I think I've never been so happy to have been a sheep.

So many of our reading friends read and talk about D.E. Stevenson, and it was Bellezza who let me know that Miss Buncle's Book (first published in 1934) was a free Nook book one Friday.  But I'm not new to D.E. Stevenson, just lapsed. She was (like Angela Thirkell, and Elizabeth Cadell, and probably some others) a writer with a long shelf of old books who I 'discovered,' in the days before online library catalogs, by roaming through the stacks in search of something nice to read. {" 'Nice!' exclaimed old Mrs. Carter. 'It's certainly not nice. The word is misused nowadays to a ridiculous extent. The word nice means fastidious, discreet -- was it either fastidious or discreet for two people, whose names are being bandied about the world in a third rate novel, to rush off to Paris together? I suppose they are married,' added Mrs. Carter, in a tone which implied that she had grave doubts on the subject."} I'm not sure, though, whether I ever read this one; I meant to look it up, bu then I didn't.

I remember English villages, and fastidious, discreet romances, and obstacles overcome on the path to true love, but I don't remember the books being this delightful and funny. I think Mr. Abbott is right, and that if you haven't read this you should probably discover it for yourself.  But in a nutshell, it's the story of a mousy young woman, whose dividends do not come in, leading her to write a book, under the name John Smith, about her little English village, in hopes of earning some money. As she tells her publisher, she has no imagination, and can only write about the people and life around her.

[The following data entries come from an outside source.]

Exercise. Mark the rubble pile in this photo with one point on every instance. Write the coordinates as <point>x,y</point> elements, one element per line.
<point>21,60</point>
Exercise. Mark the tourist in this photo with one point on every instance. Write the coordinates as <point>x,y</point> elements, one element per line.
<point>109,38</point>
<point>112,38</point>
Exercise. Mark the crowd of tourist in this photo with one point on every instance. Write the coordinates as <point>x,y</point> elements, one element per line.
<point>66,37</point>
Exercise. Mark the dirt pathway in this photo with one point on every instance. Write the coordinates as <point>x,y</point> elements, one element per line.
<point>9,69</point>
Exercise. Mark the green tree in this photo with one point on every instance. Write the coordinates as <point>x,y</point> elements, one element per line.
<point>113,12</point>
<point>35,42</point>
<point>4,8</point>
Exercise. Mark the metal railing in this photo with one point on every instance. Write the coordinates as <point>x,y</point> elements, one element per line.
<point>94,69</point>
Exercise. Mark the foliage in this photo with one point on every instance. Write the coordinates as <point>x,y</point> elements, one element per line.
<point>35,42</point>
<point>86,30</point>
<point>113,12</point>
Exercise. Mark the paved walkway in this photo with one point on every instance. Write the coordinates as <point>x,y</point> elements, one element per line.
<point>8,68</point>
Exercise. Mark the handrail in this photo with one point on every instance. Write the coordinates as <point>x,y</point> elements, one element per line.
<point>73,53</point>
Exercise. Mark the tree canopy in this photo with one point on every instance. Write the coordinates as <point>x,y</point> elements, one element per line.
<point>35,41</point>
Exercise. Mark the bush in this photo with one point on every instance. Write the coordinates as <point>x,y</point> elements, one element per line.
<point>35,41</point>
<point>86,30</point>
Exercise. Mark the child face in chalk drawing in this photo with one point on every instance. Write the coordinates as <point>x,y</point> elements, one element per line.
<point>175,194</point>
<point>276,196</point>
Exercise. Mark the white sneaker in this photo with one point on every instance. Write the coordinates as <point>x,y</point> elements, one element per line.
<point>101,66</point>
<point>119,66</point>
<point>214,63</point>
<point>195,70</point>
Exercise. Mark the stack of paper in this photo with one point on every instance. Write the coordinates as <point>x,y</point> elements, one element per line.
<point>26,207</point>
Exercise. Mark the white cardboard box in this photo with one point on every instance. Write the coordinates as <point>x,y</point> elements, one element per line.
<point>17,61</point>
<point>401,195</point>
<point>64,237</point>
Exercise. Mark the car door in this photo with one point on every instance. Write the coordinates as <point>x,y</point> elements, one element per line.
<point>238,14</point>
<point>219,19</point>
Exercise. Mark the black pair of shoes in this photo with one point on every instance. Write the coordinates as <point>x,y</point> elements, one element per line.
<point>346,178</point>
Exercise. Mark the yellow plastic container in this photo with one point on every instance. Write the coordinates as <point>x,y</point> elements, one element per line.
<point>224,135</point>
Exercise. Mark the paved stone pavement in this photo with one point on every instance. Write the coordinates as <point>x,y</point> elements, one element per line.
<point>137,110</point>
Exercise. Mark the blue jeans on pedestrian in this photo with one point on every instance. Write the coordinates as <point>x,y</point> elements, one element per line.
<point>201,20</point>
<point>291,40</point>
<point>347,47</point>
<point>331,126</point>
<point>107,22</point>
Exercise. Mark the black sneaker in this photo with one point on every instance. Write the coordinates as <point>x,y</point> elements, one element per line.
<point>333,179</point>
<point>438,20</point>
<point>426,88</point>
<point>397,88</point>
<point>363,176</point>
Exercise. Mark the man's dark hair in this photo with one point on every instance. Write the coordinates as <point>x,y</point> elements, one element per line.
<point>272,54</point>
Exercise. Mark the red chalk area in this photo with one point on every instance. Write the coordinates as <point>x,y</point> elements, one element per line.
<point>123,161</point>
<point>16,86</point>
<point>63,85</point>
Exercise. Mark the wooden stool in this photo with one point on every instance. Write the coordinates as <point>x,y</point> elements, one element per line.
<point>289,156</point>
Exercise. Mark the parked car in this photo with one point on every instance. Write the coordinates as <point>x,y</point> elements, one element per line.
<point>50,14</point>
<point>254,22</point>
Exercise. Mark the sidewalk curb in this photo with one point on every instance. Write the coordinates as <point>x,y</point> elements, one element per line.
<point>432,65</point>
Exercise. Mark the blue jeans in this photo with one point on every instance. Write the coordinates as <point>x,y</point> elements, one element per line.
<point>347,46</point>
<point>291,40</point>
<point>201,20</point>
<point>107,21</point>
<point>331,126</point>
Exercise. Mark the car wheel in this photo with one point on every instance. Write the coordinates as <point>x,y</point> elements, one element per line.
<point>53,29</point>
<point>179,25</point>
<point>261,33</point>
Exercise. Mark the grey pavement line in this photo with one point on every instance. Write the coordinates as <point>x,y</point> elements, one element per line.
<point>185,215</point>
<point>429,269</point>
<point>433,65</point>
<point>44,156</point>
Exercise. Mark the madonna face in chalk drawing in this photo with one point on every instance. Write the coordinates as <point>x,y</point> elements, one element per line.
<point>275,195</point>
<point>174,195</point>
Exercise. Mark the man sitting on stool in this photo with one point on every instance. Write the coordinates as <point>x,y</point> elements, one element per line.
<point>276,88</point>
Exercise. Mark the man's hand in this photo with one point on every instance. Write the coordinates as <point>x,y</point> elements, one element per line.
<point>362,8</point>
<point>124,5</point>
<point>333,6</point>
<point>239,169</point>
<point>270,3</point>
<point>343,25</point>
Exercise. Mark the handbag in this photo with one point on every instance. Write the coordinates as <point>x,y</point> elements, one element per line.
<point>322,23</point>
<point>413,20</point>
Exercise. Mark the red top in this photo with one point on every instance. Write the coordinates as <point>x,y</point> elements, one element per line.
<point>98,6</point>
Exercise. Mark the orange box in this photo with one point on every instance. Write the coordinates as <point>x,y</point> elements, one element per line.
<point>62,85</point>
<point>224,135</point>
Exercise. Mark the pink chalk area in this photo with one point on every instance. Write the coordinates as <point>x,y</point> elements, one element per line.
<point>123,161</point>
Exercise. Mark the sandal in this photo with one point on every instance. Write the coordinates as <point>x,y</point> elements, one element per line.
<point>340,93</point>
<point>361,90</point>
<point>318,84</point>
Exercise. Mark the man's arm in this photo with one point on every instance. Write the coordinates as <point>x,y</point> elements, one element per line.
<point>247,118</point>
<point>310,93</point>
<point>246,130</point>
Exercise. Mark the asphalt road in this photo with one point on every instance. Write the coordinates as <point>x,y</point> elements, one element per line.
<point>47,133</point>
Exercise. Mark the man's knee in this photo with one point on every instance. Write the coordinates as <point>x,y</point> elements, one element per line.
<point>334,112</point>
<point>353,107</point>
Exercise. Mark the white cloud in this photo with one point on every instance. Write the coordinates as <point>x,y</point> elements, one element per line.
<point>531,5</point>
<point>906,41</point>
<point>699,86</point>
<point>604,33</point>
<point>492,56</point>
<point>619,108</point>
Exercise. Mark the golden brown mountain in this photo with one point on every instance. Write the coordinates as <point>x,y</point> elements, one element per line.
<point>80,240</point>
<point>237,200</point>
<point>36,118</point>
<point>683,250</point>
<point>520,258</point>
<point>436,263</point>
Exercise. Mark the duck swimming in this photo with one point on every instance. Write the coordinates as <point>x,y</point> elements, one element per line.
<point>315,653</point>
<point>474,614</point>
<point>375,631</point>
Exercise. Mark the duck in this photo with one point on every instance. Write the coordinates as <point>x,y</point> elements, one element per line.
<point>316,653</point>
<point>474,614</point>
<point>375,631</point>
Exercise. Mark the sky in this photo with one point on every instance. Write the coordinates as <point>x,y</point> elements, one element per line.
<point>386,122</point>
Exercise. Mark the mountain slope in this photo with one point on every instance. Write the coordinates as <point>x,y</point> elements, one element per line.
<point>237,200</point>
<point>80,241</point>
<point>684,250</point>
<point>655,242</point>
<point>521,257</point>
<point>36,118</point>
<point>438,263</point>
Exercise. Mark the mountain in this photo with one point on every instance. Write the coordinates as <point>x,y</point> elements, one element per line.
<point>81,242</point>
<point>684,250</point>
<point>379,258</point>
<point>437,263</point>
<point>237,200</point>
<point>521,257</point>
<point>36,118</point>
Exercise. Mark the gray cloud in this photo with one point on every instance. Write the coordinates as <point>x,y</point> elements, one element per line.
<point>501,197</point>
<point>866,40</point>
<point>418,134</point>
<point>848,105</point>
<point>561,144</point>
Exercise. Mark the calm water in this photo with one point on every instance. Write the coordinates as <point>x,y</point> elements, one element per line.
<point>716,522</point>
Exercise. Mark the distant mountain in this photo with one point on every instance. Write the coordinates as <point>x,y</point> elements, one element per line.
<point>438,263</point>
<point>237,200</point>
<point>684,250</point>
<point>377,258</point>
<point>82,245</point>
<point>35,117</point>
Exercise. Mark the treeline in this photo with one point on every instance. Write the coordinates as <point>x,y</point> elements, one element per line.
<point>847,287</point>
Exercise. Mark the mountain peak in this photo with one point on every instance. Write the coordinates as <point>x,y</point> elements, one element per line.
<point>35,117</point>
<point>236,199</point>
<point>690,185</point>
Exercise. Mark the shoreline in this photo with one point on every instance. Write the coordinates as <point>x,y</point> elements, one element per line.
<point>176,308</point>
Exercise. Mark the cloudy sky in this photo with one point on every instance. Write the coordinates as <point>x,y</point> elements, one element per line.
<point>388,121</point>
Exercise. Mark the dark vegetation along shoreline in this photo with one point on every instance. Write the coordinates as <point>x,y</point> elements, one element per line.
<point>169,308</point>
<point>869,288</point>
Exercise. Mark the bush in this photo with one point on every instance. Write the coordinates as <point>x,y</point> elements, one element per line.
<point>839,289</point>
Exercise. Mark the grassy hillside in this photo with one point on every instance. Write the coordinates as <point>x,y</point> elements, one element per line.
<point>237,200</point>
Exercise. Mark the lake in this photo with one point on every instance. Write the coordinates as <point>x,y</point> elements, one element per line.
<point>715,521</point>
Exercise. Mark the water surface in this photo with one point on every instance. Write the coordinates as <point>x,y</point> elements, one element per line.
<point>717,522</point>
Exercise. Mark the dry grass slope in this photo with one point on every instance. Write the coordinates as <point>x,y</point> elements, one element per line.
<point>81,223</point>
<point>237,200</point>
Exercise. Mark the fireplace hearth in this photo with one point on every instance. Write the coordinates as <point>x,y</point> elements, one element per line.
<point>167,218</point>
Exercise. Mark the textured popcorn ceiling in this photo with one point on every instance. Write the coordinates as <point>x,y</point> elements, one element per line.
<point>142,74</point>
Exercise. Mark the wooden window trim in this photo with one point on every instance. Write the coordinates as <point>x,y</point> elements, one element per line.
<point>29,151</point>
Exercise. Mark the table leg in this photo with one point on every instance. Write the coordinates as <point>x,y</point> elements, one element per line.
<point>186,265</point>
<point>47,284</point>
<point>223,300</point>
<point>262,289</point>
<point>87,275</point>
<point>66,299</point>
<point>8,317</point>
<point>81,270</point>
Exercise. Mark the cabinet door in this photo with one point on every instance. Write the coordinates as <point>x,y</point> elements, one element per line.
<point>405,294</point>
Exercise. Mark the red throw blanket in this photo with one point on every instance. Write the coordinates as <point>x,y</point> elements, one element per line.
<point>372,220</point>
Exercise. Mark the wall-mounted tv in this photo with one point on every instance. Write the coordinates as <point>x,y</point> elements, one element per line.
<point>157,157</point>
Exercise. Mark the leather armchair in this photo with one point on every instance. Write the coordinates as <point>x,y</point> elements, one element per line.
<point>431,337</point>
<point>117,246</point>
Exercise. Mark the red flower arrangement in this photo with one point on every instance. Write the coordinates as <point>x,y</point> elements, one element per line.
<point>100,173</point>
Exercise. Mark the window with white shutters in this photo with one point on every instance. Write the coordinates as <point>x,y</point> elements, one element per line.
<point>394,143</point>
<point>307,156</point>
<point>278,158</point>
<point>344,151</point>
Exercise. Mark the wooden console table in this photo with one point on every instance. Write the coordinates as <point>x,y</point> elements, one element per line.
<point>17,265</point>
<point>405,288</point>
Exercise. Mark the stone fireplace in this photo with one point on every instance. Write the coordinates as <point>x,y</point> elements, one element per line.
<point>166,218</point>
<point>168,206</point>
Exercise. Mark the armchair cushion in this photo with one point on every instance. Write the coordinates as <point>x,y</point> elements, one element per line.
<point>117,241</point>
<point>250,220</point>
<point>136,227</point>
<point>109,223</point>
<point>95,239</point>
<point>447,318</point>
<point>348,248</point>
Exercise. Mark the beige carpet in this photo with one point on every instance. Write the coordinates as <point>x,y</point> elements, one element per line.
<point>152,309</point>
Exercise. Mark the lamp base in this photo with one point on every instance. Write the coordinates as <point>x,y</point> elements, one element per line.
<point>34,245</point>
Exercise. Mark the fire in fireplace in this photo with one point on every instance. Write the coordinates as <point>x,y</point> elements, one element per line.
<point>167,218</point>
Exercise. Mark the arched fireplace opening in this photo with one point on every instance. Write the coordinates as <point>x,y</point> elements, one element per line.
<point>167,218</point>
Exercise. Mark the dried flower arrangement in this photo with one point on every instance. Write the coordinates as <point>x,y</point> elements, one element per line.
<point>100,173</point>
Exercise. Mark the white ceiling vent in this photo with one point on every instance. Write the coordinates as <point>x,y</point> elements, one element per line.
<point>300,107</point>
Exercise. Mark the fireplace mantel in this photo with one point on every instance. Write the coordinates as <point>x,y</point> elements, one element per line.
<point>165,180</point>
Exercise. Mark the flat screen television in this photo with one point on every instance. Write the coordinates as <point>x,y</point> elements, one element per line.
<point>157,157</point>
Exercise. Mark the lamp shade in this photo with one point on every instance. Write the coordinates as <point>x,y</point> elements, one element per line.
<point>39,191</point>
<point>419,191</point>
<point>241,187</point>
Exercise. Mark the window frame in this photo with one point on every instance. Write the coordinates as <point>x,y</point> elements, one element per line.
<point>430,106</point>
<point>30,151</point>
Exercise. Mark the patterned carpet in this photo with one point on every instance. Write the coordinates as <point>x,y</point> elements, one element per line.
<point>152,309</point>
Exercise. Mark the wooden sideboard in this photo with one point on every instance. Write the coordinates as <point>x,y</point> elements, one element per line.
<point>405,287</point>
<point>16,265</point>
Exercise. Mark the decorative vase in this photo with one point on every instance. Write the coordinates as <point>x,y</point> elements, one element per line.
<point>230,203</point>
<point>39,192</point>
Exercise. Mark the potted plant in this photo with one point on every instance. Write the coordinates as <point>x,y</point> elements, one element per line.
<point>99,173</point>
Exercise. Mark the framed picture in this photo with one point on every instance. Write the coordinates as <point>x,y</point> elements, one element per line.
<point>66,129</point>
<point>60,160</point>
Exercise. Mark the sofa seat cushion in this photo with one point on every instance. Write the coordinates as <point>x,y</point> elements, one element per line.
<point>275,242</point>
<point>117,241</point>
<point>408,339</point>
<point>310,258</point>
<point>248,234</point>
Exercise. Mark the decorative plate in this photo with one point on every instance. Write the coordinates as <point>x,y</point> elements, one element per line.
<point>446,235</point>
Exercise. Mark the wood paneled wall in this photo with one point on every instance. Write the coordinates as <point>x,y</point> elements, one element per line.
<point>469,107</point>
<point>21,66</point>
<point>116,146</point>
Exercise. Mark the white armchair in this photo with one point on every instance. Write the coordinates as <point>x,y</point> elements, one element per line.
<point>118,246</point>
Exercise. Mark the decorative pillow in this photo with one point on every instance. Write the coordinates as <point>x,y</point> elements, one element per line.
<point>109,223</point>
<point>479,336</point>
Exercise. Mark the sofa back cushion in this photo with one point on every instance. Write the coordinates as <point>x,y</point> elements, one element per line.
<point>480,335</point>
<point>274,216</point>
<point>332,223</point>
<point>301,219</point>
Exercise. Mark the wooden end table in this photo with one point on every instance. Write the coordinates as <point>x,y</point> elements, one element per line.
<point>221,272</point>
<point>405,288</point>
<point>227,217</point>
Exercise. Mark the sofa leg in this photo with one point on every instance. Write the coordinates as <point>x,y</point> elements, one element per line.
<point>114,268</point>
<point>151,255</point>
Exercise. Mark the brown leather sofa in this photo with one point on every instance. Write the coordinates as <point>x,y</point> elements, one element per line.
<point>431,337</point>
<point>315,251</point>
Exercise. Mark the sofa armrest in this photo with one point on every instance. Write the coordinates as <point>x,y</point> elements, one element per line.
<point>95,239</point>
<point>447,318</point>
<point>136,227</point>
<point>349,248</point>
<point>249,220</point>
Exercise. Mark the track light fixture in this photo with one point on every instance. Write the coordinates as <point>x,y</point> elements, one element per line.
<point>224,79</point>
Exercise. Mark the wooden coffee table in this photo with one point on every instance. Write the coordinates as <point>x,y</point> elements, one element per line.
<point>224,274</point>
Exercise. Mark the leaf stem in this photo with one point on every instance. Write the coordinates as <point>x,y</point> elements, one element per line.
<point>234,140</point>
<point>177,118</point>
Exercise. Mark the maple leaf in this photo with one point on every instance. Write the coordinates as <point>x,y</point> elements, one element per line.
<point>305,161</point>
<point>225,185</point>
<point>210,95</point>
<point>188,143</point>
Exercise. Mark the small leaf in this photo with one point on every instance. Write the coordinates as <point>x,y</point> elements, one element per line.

If you're one of the people who reminded me about this book, or about D.E. Stevenson, thank you! I adored it, and I'm so glad there are at least two more books in this series. If you're new to all this, I would recommend picking up this book on a lazy weekend, perhaps one that comes at the end of a not-very-satisfactory spell of reading, but before you take up your resolution to read more and deeper books, because it's perfect for times like that.


JoAnn said...

I actually have a copy of this one!! Will take your advice and find the perfect weekend... very soon. Great review,Audrey/

Bellezza Mjs said...

Hmmmm, you've read it before me although I "bought" it when you did. I'm having an awful time reading anything with the start of school, but I'm so glad to know you liked it.mim sure I will, too.